Kate used to work a stressful job and found it taking over: “It would seep into my personal life.” A focus on working too much, she says, can “lead to burnout and stress, time away from friends and family, and that will ultimately I believe lead to a downfall in someone’s mental health.”

Prioritising life over work is about being “compassionate to yourself”, Kate says, but she acknowledges the option to do so is a privilege in the current cost of living crisis and wants it to become something achievable for everyone.

Tim, 26, a business analyst in London, says he tries to focus on life over work but when there is “always something to do” he often slips into unhealthy patterns. “I’ll not get around to using my holiday or my time off or I won’t actually go away anywhere, I’ll end up just working and working and then suddenly I realise I’m exhausted,”

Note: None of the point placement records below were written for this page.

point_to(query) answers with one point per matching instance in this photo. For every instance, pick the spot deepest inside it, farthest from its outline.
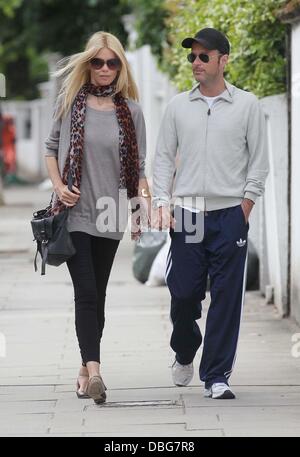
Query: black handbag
(54, 243)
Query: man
(217, 132)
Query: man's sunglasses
(203, 57)
(113, 64)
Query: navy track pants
(221, 256)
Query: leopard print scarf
(128, 148)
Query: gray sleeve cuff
(251, 196)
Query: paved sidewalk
(37, 376)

In a previous job, Tim worked so hard that he burned out, having to take a few months off to recuperate after feeling tired constantly and depressed. “There is the desire to keep working and try to move up, get promoted, get raises, and have a bit of security in that way,” he says.

But Tim also came to realise that grinding hard did not translate into the career gains he hoped for. He saw hardworking friends experience a “lack of opportunities” and find themselves working in bars or on zero-hours contracts after graduating, whereas people from wealthy backgrounds progressed. “The key to success is if you went to the right school – that’s how you get the million-pound job,” he says.

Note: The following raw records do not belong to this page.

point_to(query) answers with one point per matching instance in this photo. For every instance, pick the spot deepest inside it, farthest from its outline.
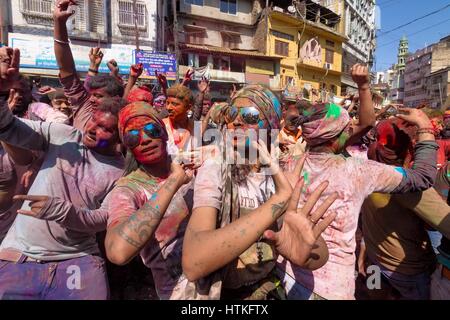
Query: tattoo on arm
(140, 226)
(278, 208)
(169, 184)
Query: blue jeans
(81, 278)
(294, 290)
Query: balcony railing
(127, 16)
(219, 75)
(37, 11)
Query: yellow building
(309, 42)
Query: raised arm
(135, 72)
(24, 134)
(95, 60)
(126, 237)
(203, 86)
(63, 52)
(360, 75)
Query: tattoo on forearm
(140, 226)
(169, 184)
(278, 208)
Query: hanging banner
(38, 52)
(164, 63)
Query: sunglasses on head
(132, 138)
(250, 115)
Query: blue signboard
(164, 63)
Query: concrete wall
(211, 9)
(214, 36)
(441, 55)
(21, 24)
(148, 37)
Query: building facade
(438, 89)
(106, 23)
(360, 28)
(308, 37)
(397, 92)
(216, 38)
(417, 70)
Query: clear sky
(421, 33)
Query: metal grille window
(126, 14)
(329, 56)
(37, 11)
(196, 2)
(282, 35)
(281, 48)
(228, 6)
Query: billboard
(164, 63)
(38, 52)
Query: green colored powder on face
(307, 113)
(306, 178)
(343, 139)
(333, 111)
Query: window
(37, 11)
(126, 14)
(281, 48)
(195, 37)
(329, 56)
(228, 6)
(202, 61)
(230, 41)
(282, 35)
(196, 2)
(237, 65)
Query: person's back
(395, 236)
(353, 179)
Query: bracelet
(62, 42)
(426, 130)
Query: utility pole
(136, 29)
(175, 36)
(440, 96)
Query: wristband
(426, 130)
(62, 42)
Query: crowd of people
(261, 196)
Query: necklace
(152, 176)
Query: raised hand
(360, 74)
(182, 172)
(9, 68)
(414, 116)
(46, 90)
(162, 80)
(203, 85)
(233, 92)
(188, 77)
(136, 70)
(95, 57)
(61, 12)
(113, 68)
(37, 203)
(302, 228)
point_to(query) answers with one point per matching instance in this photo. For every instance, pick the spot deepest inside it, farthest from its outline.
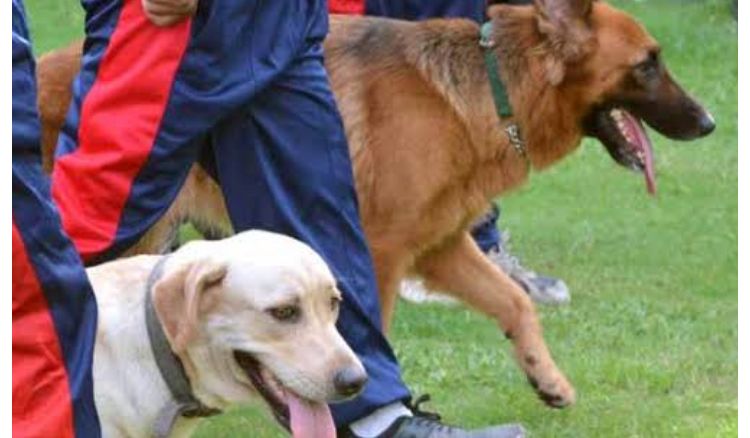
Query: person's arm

Now Tim tries to enforce boundaries on logging off by 6pm and not working overtime. He values other parts of life much more – like building meaningful relationships and taking time to travel the world. “Trying to be a bit kinder to yourself,” he says.

Alice, a 36-year-old in Leeds, used to work evenings and weekends and volunteer for extra projects in her digital marketing job. But in recent years, she has begun to feel the system is rigged against working people – that toiling in a job is like pushing a boulder up a hill and never reaching the summit.

Now she says: “I don’t really believe in that sort of ‘meritocracy’ of working hard and achieving, getting to the top of the ladder. My perception of the world, rightly or wrongly, is that there is a very small number of people that own everything, and the rest of us work for them.”

This shift in Alice’s thinking and the birth of her son led her to re-centre family – instead of work – as life’s core. The shift has brought feelings of fulfilment, she said, adding: “I’m grateful that I have dimensions to my life other than work which definitely wasn’t the case before.”